(a) Start with the equation \(\log_3(2x + 1) = 1 + 2\log_3(x - 1)\).

Using the law of logarithms, \(2\log_3(x - 1) = \log_3((x - 1)^2)\).

Thus, the equation becomes \(\log_3(2x + 1) = \log_3(3) + \log_3((x - 1)^2)\).

This simplifies to \(\log_3(2x + 1) = \log_3(3(x - 1)^2)\).

Equating the arguments gives \(2x + 1 = 3(x - 1)^2\).

Expanding \(3(x - 1)^2\) gives \(3(x^2 - 2x + 1) = 3x^2 - 6x + 3\).

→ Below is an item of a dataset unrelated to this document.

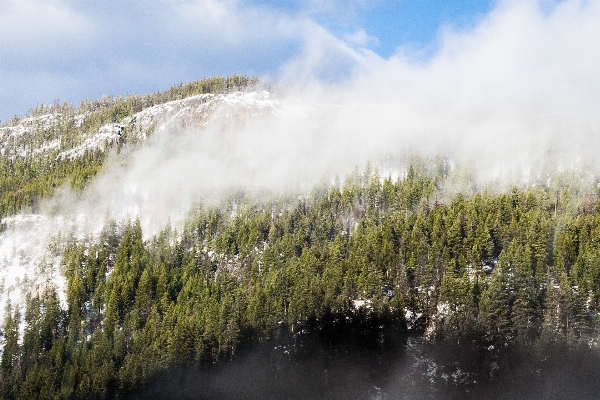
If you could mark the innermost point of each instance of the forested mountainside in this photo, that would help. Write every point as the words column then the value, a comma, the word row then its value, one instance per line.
column 491, row 275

Thus, \(2x + 1 = 3x^2 - 6x + 3\).

Rearranging gives \(3x^2 - 8x + 2 = 0\).

(b) Use the quadratic equation from part (a) to solve for \(y\):

\(3(2y)^2 - 8(2y) + 2 = 0\) simplifies to \(12y^2 - 16y + 2 = 0\).

Divide through by 2: \(6y^2 - 8y + 1 = 0\).

Using the quadratic formula \(y = \frac{-b \pm \sqrt{b^2 - 4ac}}{2a}\), where \(a = 6, b = -8, c = 1\).

\(y = \frac{8 \pm \sqrt{(-8)^2 - 4 \cdot 6 \cdot 1}}{12}\).

\(y = \frac{8 \pm \sqrt{64 - 24}}{12}\).

\(y = \frac{8 \pm \sqrt{40}}{12}\).

\(y = \frac{8 \pm 2\sqrt{10}}{12}\).

\(y = \frac{4 \pm \sqrt{10}}{6}\).

Calculating gives \(y \approx 1.19\) (to 2 decimal places).